Filistinli Aktivist Halil’den Trump Yönetimine Karşı 20 Milyon Dolarlık Dava

ABD Göçmenlik ve Gümrük Muhafaza Dairesi (ICE) tarafından gözaltına alınıp 21 Haziran’da salıverilen Filistinli aktivist Mahmud Halil, Trump yönetimine karşı 20 milyon dolarlık bir tazminat davası başlattı.

Konu hakkında New York merkezli Anayasal Haklar Merkezi tarafından yapılan yazılı bir açıklamada, Halil’in dava dilekçesinin, siyasi nedenlerle tutuklanması ve gözaltında tutulması neticesinde uğradığı zararları detaylandırdığı aktarıldı. Dilekçede, Trump yönetiminden 20 milyon dolarlık maddi tazminatın yanı sıra resmi bir özür de talep edildiği ifade edildi.

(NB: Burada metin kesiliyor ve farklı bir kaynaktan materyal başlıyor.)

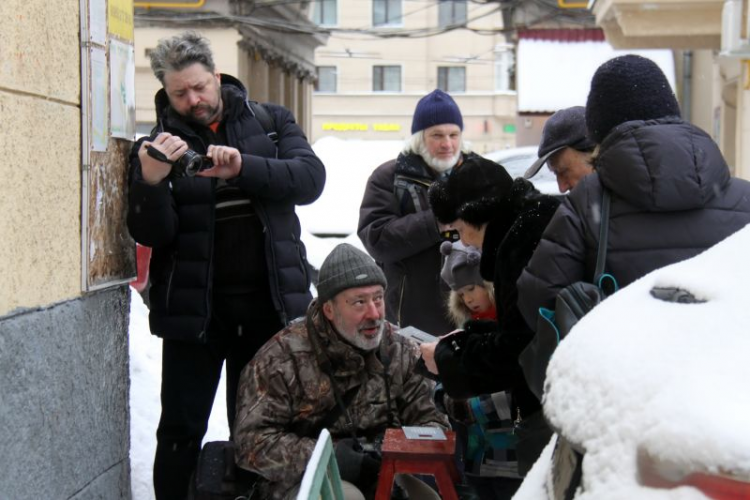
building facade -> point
(711, 40)
(383, 55)
(268, 46)
(64, 424)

Açıklamada, Halil’in şu sözlerine yer verildi: “Bu, hesap verebilirliğe doğru atılan ilk adım. Benden çalınan 104 günü hiçbir şey geri getiremez. Travma, eşimden ayrılık, zorla kaçırdığım ilk çocuğumun doğumu.” Bu ifadenin ardından, siyasi intikam ve yetki istismarı gibi konularda sorumlulardan hesap sorulmasının önemine dikkat çekildi.

Bu davanın, Trump yönetiminin, İsrail’in Gazze’deki soykırımına karşı çıkan ve çoğunluğu öğrencilerden ve ABD vatandaşı olmayanlardan oluşan kişilere uyguladığı baskılar çerçevesinde hedef alınan bir birey tarafından açılan ilk tazminat davası olması bakımından önem taşıdığı belirtildi.

HALİL’İN GÖZALTI SÜRECİ

Columbia Üniversitesi’nde yüksek lisans öğrencisi olan ve ABD’deki protesto gösterilerine liderlik eden Filistinli aktivist Mahmud Halil, 3 Mart tarihinde eşiyle birlikte evine girdiği sırada yakalanarak gözaltına alınmıştı.

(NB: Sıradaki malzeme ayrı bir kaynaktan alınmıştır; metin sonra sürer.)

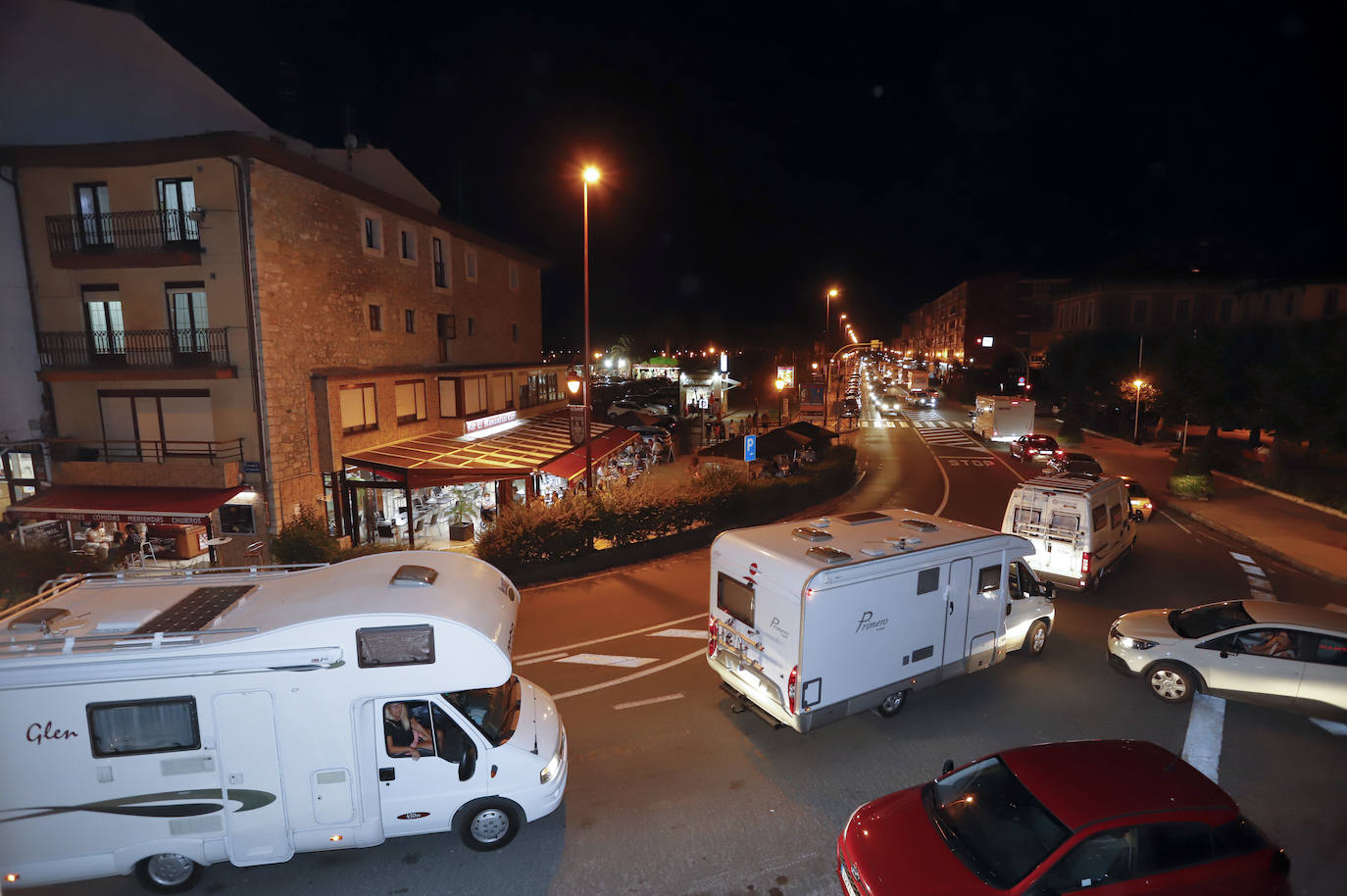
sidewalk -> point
(1308, 539)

Müvekkilinin avukatı Amy Greer, Halil’in ABD vatandaşı bir eşi olmasına ve ülkede “yeşil kart sahibi, daimi ikametgah statüsünde” bulunmasına rağmen, ABD Göçmenlik ve Gümrük Muhafaza Dairesi görevlileri tarafından tutuklandığını ve yeşil kartının geçersiz kılındığını ifade etmişti.

ABD Dışişleri Bakanı Marco Rubio’nun sosyal medya platformu X üzerinden yaptığı bir paylaşımda, “Amerika’daki Hamas destekçilerinin vizelerini veya yeşil kartlarını iptal edeceğiz, böylece sınır dışı edilebilecekler.” şeklindeki sözleri dikkat çekmişti.

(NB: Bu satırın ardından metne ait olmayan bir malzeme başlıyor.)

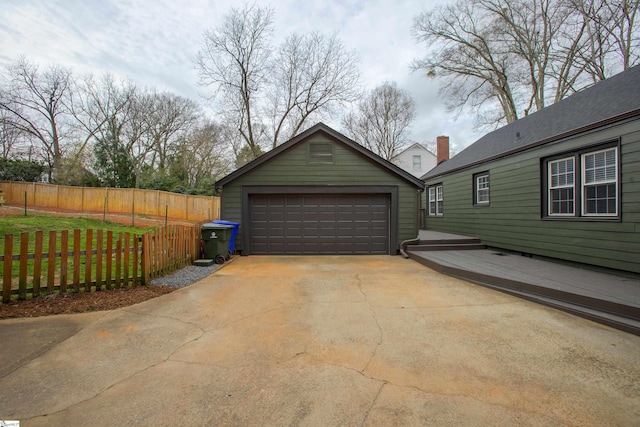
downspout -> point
(403, 245)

Halil’in avukatlarının yasal girişimleri sonucunda, sınır dışı edilme işlemine yönelik geçici bir durdurma kararı alınmıştı. Takiben, 20 Haziran’da mahkeme, hakkındaki suçlamaların tutuklu yargılanmasını gerektirecek nitelikte olmadığına kanaat getirerek, Halil’in kefaletle salıverilmesine karar vermişti.